Some teachers this year began utilizing smart phones and allowing students to use them during class to complete classwork and to look at online textbooks.

 Applications like Showbie and Edmodo are being used to complete work both in class and out, a number of teachers have also set up Quizlet accounts that make online flashcards that can be used to memorize, learn, and understand key terms.

Ms. Denee Walsh (French) is one teacher who began integrating more technology into her class.

“I like keeping up with the students,” Walsh said.

Ms. Walsh admits that she thinks that students rely on their smartphones more than she does and that makes it easier to reach students through technology than by doing things with pen and paper.

A lot of teachers disagree with integrating cell phones and other devices in classrooms and ask that students keep phones off and concealed in backpacks.

Some teachers who do not use cell phones inside class  use technology functions outside of class.

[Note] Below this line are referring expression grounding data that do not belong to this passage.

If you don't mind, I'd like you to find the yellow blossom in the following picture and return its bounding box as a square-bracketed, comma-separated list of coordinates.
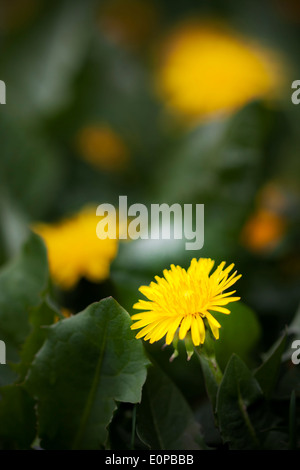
[156, 21, 282, 122]
[131, 258, 241, 347]
[76, 125, 129, 172]
[33, 207, 118, 289]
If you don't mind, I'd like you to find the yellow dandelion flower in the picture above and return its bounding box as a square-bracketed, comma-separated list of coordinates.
[33, 206, 118, 290]
[156, 21, 283, 122]
[76, 125, 129, 172]
[131, 258, 241, 347]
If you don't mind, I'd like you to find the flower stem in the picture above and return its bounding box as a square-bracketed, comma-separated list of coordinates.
[130, 404, 137, 450]
[195, 331, 223, 416]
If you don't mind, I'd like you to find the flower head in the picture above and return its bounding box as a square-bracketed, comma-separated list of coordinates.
[156, 21, 282, 122]
[33, 206, 118, 290]
[131, 258, 241, 348]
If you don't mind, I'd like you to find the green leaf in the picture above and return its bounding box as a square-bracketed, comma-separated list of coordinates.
[0, 232, 49, 386]
[254, 333, 287, 399]
[136, 363, 206, 450]
[0, 233, 52, 448]
[25, 297, 149, 450]
[0, 385, 36, 449]
[216, 354, 264, 450]
[213, 301, 261, 370]
[16, 298, 59, 381]
[0, 299, 58, 449]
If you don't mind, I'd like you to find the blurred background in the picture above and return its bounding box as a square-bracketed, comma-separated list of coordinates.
[0, 0, 299, 410]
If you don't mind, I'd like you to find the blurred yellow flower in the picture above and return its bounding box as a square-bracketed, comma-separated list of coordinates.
[33, 207, 118, 290]
[76, 125, 129, 172]
[131, 258, 241, 347]
[241, 208, 287, 253]
[241, 183, 288, 253]
[156, 21, 282, 122]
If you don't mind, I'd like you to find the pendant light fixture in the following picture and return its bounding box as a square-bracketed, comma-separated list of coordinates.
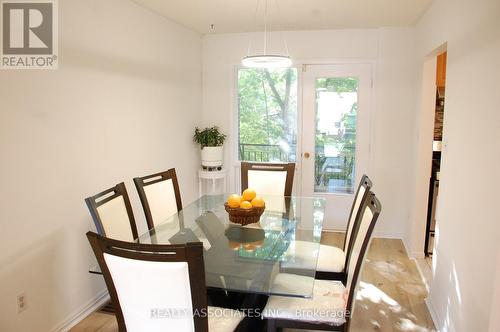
[242, 0, 291, 68]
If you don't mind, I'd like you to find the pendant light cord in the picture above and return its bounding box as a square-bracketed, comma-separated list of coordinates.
[274, 0, 290, 56]
[263, 0, 268, 55]
[246, 0, 290, 58]
[247, 0, 261, 56]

Most students agree that adding technology to enhance class curriculum is a good idea.

“Some of my teachers use other websites to send us announcements we might have missed in class,” Laurie Jonhatan (11,  J+C) said. “They also use remind, that sends texts to everyone about reminders,” she added.

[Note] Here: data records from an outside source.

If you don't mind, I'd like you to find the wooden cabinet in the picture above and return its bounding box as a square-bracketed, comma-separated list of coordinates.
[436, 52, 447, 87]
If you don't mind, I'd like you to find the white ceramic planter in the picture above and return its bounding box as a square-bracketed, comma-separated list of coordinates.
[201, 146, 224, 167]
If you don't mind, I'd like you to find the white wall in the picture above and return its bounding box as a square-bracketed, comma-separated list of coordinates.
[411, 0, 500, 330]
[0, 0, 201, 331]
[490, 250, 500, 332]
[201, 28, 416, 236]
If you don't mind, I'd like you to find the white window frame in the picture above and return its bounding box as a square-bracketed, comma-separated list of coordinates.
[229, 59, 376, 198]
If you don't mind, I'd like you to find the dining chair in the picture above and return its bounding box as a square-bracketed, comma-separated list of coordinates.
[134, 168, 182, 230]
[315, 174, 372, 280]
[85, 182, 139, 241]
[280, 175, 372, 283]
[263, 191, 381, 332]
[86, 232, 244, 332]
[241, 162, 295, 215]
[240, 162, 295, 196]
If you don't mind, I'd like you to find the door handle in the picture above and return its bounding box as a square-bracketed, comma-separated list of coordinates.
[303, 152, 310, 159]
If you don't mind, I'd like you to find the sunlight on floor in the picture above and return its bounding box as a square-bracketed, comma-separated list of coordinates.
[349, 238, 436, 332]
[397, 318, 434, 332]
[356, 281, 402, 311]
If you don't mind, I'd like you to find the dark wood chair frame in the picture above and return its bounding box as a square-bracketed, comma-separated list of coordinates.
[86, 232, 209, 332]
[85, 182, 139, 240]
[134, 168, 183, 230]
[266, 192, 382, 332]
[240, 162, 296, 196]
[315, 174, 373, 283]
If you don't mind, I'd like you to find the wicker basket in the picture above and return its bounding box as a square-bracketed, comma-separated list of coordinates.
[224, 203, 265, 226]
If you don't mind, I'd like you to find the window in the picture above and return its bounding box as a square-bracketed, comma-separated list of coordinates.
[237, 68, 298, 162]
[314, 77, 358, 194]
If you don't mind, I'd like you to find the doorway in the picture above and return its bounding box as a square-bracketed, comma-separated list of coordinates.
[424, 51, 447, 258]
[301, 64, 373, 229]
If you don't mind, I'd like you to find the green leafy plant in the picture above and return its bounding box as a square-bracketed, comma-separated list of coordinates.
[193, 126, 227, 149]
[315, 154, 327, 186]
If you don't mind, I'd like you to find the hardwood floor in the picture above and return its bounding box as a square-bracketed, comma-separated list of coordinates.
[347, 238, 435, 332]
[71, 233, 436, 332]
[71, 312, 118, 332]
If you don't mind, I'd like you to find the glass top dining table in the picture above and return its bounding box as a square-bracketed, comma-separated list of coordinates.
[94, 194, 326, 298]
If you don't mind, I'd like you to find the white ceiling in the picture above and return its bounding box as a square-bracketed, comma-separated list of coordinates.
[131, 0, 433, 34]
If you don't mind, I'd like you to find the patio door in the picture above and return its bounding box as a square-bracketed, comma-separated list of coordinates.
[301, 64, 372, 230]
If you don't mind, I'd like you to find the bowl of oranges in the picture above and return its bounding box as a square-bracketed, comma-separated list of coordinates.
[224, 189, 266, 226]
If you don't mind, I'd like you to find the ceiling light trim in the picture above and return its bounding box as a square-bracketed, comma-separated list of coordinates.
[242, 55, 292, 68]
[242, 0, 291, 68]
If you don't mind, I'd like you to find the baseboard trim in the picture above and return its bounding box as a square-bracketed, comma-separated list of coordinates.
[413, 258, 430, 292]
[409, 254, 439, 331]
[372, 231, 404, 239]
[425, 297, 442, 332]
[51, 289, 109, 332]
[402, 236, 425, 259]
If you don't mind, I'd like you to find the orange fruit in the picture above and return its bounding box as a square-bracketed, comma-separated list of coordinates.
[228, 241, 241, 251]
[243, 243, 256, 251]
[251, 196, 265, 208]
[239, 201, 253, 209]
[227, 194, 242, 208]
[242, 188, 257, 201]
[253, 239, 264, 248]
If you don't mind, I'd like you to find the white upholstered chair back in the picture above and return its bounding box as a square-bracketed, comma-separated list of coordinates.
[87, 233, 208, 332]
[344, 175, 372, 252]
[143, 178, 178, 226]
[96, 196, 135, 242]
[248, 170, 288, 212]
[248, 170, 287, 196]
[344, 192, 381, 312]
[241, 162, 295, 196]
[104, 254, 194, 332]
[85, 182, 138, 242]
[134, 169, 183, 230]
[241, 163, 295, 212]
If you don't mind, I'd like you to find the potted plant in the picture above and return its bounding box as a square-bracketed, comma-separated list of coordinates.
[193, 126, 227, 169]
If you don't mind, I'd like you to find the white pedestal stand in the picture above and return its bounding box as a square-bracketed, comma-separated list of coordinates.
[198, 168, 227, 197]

By using smartphones to get to homework assignments and reading materials, the resources are more reachable to teenagers.

“It’s easy to access anywhere and everywhere,” Lilah Weiss (10, MST) said. “Technology also allows for more variety when it comes to ways to learn and retain information.”

Along with using Showbie, Ms. Lisa White (Science) uses OneNote and JCPS Online.

“It’s easier to keep track of things, from year to year and from day to day,” White said.

Having so many students with varying technology skill levels and knowledge, difficulties may arise.

“When everyone knows how to use the technology then it’s easy,” Jonhatan said. “But when the teacher introduces a new website that no one knows how to use, it just wastes class time having the teacher trying to figure it out.”

Along with the varying amount of technology knowledge, a lot of the best educational applications for smart phones cost money.

“Some of the better things cost money,” White said. “I get them free, but anybody else would have to pay for them. We don’t have money set aside for that kind of thing.”

Other problems including such as connectivity arise with students and teachers relying on technology to communicate.

“You don’t always have connection to the internet on your device, and sometimes technology doesn’t work and there’s no way around it,” Weiss said.